Prerequisites for Conducting IOA: * Observers must use the same observation code and measurement system. * Observers must measure the same participants and events. * Observers must score independently. * Methodology: This can be done live or via video. If using video, a signal such as " $3, 2, 1, \text{now}$ !" ensures both observers start at the exact same moment.

IOA Calculation Methods

General Rules: The different methods correspond to the data collection type. In general, practitioners should use the most stringent and conservative method available.
Event Recording Methods: * Total count IOA. * Mean count per interval IOA. * Exact count per interval IOA. * Trial-by-trial IOA.
Timing Recording Methods: * Total duration IOA. * Mean duration per occurrence IOA. * Inter-agreement per occurrence.
Interval Recording and Time Sampling: * Interval-by-interval IOA (also called point-by-point agreement). * Scored interval IOA. * Unscored interval IOA.

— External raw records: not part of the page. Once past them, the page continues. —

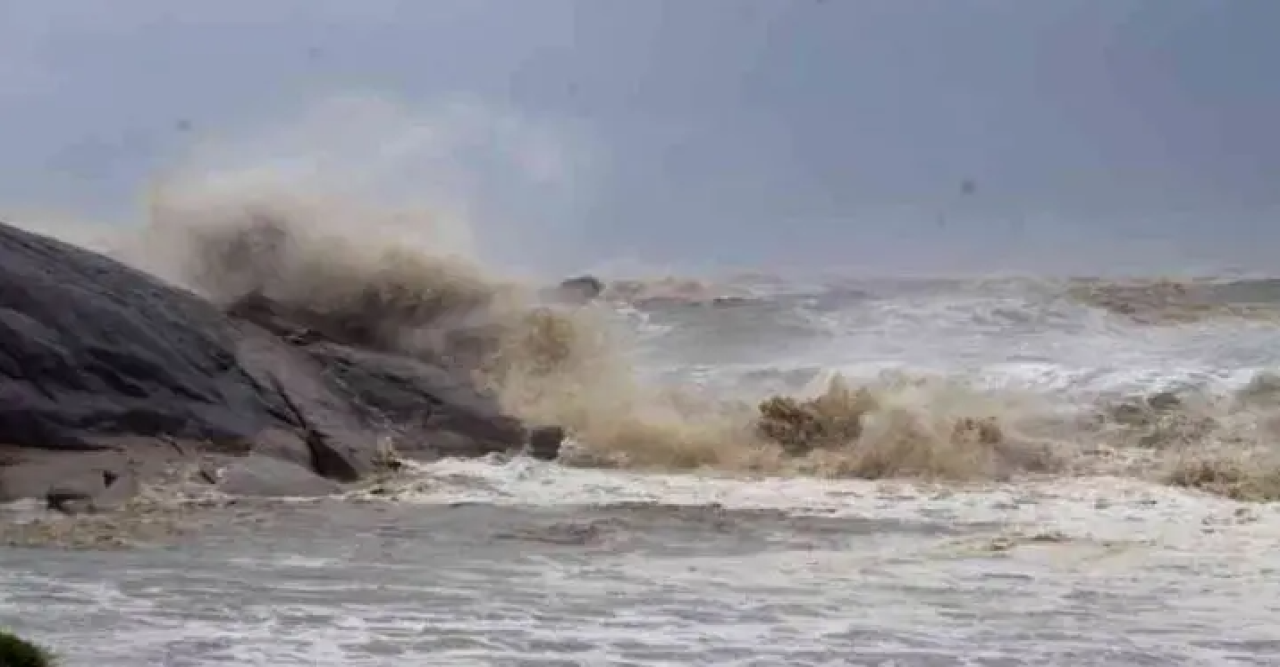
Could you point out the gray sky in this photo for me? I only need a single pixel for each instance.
(1105, 135)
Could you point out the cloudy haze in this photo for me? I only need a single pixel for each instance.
(1119, 135)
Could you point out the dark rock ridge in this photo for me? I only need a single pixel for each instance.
(109, 375)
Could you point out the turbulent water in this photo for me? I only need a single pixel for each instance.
(1116, 512)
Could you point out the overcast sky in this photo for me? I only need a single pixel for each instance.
(681, 133)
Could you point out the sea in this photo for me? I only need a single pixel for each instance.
(1124, 512)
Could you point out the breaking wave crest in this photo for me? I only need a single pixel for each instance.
(410, 282)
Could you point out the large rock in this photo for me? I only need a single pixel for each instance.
(108, 375)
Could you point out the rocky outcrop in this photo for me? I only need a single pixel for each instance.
(108, 375)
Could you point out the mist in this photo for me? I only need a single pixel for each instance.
(676, 137)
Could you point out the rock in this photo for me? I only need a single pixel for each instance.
(104, 368)
(580, 289)
(17, 652)
(544, 442)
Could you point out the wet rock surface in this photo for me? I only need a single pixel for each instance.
(110, 377)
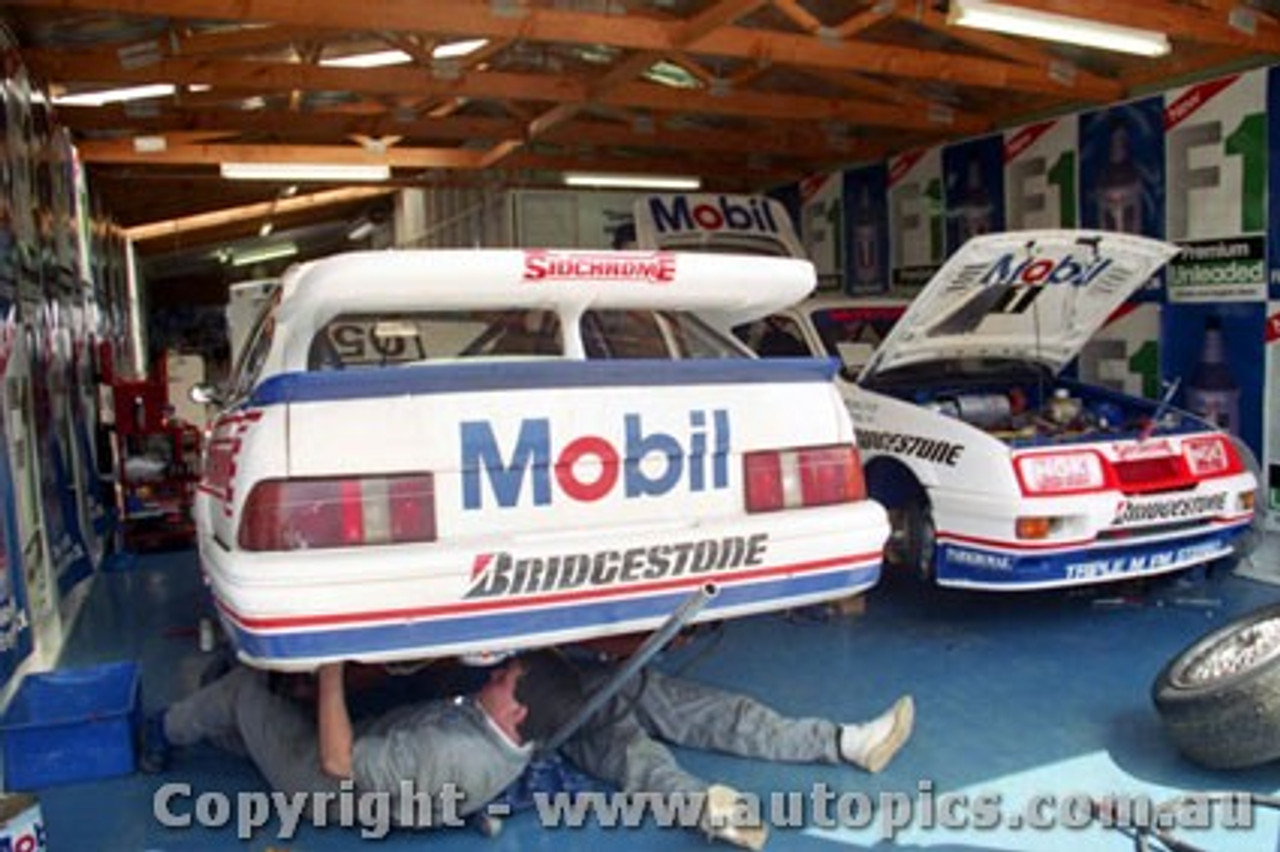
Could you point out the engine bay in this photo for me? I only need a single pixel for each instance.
(1034, 413)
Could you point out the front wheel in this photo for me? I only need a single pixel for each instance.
(918, 536)
(1220, 697)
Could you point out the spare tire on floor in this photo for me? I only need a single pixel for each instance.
(1220, 696)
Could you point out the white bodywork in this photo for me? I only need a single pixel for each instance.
(575, 497)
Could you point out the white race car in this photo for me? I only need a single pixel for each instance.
(1000, 472)
(467, 452)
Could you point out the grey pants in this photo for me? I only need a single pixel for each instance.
(238, 713)
(624, 742)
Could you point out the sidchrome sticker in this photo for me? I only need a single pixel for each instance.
(496, 575)
(1133, 512)
(654, 268)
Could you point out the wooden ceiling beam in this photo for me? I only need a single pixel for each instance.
(186, 225)
(767, 105)
(245, 74)
(799, 15)
(1182, 22)
(714, 17)
(629, 32)
(493, 86)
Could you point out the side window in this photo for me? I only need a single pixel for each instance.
(775, 337)
(254, 356)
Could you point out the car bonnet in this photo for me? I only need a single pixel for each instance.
(1031, 296)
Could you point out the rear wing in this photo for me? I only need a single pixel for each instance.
(716, 223)
(721, 287)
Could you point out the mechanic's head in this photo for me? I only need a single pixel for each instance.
(533, 696)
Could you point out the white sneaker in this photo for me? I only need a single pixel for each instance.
(722, 820)
(873, 745)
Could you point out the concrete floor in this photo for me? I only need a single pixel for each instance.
(1016, 695)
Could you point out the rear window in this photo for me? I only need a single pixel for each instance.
(653, 334)
(853, 333)
(378, 340)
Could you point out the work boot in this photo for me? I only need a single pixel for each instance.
(723, 819)
(873, 743)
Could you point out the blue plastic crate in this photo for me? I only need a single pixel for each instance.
(72, 725)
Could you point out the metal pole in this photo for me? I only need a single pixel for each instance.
(625, 672)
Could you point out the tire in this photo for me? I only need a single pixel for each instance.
(919, 537)
(1219, 699)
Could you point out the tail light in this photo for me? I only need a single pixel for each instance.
(1214, 456)
(1047, 473)
(301, 514)
(803, 476)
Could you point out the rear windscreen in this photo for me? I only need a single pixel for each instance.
(374, 340)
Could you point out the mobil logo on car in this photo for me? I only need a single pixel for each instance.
(539, 466)
(707, 213)
(1075, 270)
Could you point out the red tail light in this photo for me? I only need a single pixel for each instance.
(803, 476)
(301, 514)
(1211, 456)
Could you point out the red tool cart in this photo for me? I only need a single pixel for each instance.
(156, 463)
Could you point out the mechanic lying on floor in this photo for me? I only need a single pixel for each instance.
(480, 745)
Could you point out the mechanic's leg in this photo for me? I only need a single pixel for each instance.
(696, 714)
(616, 749)
(282, 738)
(209, 713)
(704, 717)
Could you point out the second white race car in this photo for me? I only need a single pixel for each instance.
(997, 470)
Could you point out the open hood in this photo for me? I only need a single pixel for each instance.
(1031, 296)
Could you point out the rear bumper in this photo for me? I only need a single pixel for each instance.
(977, 550)
(297, 610)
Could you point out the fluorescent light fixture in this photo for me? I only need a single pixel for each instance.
(383, 58)
(631, 181)
(115, 95)
(375, 59)
(305, 172)
(458, 49)
(275, 251)
(1016, 21)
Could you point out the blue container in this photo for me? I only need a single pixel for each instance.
(72, 725)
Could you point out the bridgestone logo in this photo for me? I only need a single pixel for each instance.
(654, 269)
(498, 575)
(1189, 507)
(927, 448)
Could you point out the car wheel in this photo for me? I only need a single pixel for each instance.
(1219, 699)
(918, 536)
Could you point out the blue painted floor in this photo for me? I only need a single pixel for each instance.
(1018, 696)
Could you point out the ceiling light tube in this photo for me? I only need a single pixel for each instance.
(631, 181)
(274, 251)
(375, 59)
(458, 49)
(305, 172)
(1016, 21)
(115, 95)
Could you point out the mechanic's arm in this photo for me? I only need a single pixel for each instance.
(333, 720)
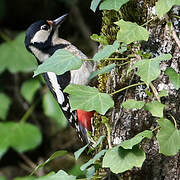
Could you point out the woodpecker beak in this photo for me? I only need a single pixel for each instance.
(59, 20)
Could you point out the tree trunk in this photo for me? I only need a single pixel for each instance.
(127, 123)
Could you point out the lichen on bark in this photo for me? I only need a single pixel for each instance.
(126, 124)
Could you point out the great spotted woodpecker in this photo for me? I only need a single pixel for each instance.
(42, 41)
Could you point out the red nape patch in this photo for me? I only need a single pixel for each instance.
(85, 118)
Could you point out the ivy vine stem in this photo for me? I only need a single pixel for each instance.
(156, 128)
(175, 123)
(127, 87)
(147, 22)
(154, 91)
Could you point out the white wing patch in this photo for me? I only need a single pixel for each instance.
(40, 36)
(56, 87)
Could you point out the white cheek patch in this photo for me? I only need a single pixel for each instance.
(40, 36)
(38, 54)
(56, 87)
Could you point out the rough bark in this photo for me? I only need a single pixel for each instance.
(127, 123)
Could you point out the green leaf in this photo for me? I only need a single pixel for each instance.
(94, 4)
(4, 105)
(90, 172)
(80, 151)
(120, 160)
(106, 69)
(53, 156)
(2, 178)
(112, 4)
(130, 32)
(168, 138)
(133, 104)
(19, 60)
(25, 178)
(106, 51)
(20, 136)
(92, 161)
(29, 89)
(174, 77)
(149, 69)
(156, 108)
(52, 110)
(99, 38)
(59, 63)
(163, 93)
(99, 141)
(75, 171)
(128, 144)
(88, 98)
(58, 176)
(163, 6)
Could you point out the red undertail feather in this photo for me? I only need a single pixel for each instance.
(85, 118)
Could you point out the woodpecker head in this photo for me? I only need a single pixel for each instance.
(40, 35)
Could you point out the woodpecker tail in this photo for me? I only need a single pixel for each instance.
(85, 123)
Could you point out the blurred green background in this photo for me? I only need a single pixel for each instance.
(32, 126)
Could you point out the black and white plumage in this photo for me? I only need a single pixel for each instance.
(42, 41)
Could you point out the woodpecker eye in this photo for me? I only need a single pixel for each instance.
(45, 27)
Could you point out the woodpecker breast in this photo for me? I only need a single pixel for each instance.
(42, 41)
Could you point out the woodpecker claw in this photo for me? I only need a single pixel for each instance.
(59, 20)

Standards for Reporting IOA

Frequency and Distribution: * IOA should be collected during each condition and each phase of a study (baseline and intervention). * It should be distributed across different days, times, settings, and observers. * The minimum standard is to collect IOA for $20\%$ of sessions, but $30\%$ (one-third) is preferable. * More frequent IOA is necessary for complex measurement systems or treatment procedures.
Acceptable Benchmarks: * The goal is $100\%$ agreement. * Historically, $80\%$ agreement has been utilized as the minimum acceptable benchmark.
Reporting Formats: IOA can be reported in narrative form, tables, or graphs. The report must describe exactly which method was used so the reader can judge how conservative the assessment was. If one calculation is insufficient, multiple indices/calculations can be reported to strengthen the assessment. These details are found in Chapter 5 of the Cooper, Herron, and Hewitt text and the Pearson education slides.